Neue Lumineszenz-Datierungstechniken zur Entschlüsselung von Umwelt- und Klimaveränderungen in dynamischen Landschaftssystemen

Im Rahmen des für die Jahre 2008-10 bewilligten Leibniz Pakt für Forschung und Innovation werden am Leibniz Institute for Applied Geosciences (GGA-Institut) in Hannover neue Lumineszenz-Datierungstechniken zur Bestimmung des Ablagerungsalters von Küsten- und Flusssedimenten sowie Lössen entwickelt. Die Lumineszenz-Arbeitsgruppe am GGA-Institut besteht aus drei Wissenschaftlern und neun Doktoranden. Mit Frau Dr. Sumiko Tsukamoto konnte eine in diesem Fachgebiet international renommierte Wissenschaftlerin gewonnen werden.
Im Rahmen des Projektes werden methodische und angewandte Fragestellungen mit dem Ziel bearbeitet, methodische Verbesserungen unmittelbar in der Praxis zu testen und die Ergebnisse für weitere technische Entwicklungen zu nutzen. Der methodische Anteil beinhaltet in Zusammenarbeit mit Dr. Mayank Jain (Risö Forschungszentrum, Dänemark), Dr. Matthias Krbetschek (Sächsische Akademie der Wissenschaften, Quartäre Geochronologie, Freiberg) und Dr. Andrew Murray (Universität Aarhus, Dänemark) die Weiterentwicklung von Datierungstechniken aus dem gesamten Spektrum der Lumineszenz-Technologie sowie den Bau eines tragbaren Lumineszenz-Gerätes für den Feldeinsatz. Bei den thematischen Arbeiten steht die hoch differenzierte zeitliche Aufschlüsselung von Sedimentabfolgen ausgewählter terrestrischer und flachmariner Sedimentarchive im Mittelpunkt – und damit die Lösung von Fragestellungen, die durch die parallel durchgeführten methodischen Entwicklungen in dieser Form erstmals angegangen werden können.


Rhein-Flussgeschichte
Genaue Kenntnisse über das Ausmaß von landschaftsverändernden wetter- oder klimainduzierten Ereignissen sind vor allem in der Nähe von Flüssen und im Küstenraum von hohem Allgemeininteresse. Flusslandschaften mit ihren Überschwemmungsebenen und Niederterrassen sind sensitive Landschaftssysteme. Extreme Wetterereignisse wie die „Jahrtausendflut“ des Jahres 1342 sind neben der katastrophalen Wirkung auf die menschliche Gesellschaft landschaftsgestaltend. Dokumentiert wird dies mit bis zu 15 m tiefen Erosionsrinnen und 6 bis 8 m mächtige Umlagerungen von Flussschottern des Rheins in Süddeutschland. Das Ausmaß der Sedimentationsdynamik in großen und kleinen Flusssystemen wird exemplarisch in der Niederrheinischen Bucht in Zusammenarbeit mit Prof. Dr. J. Klostermann (Geologischer Dienst Nordrhein-Westfalen, Krefeld) mit Hilfe der Lumineszenz-Datierungsverfahren untersucht. Ziel ist die zeitliche Erfassung von Perioden intensiver fluviatiler Aktivität, vorrangig für das Zeitfenster der letzten 100.000 Jahre.

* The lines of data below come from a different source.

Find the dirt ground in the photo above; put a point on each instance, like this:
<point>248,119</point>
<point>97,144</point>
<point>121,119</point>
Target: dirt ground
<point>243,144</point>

Küstendynamik an Nord- und Ostsee: 
Während der letzten 10.000 Jahre führten Klimawandel und Meeresspiegelschwankungen, aber auch extreme Wetterereignisse zu erheblichen Verschiebungen der Küstenlinie und hatten damit unmittelbare Auswirkung auf die anthropogene Nutzung des Küstenraums. An Nord- und Ostsee wurden und werden große Mengen Sedimente mobilisiert, was zu ausgedehnten Sedimentakkumulationen wie die Barriere-Inseln an der Nord- und die Nehrungen an der Ostseeküste führt. Gleichwohl sind nur wenige Informationen über die tatsächliche Entwicklung des Meeresspiegels und die Veränderungen der Küstenlinie im Bereich der südlichen Nordsee sowie der Küste Mecklenburg-Vorpommerns und Polens vorhanden. Durch Einsatz der verbesserten Techniken werden wir in Zusammenarbeit mit Prof. Dr. J. Harff (Leibniz Institut für Ostseeforschung, Warnemünde) sowie Prof. C. Betzler (Universität Hamburg) und Prof. Dr. R. Lampe (Universität Greifswald) die zeitliche Abfolge von Sedimentmobilisierungen an Land und im flachmarinen Küstenbereich der Nord- und Ostsee eingehend untersucht und die Datenbasis für die Modellierung von Klimaschwankungen wesentlich erweitert.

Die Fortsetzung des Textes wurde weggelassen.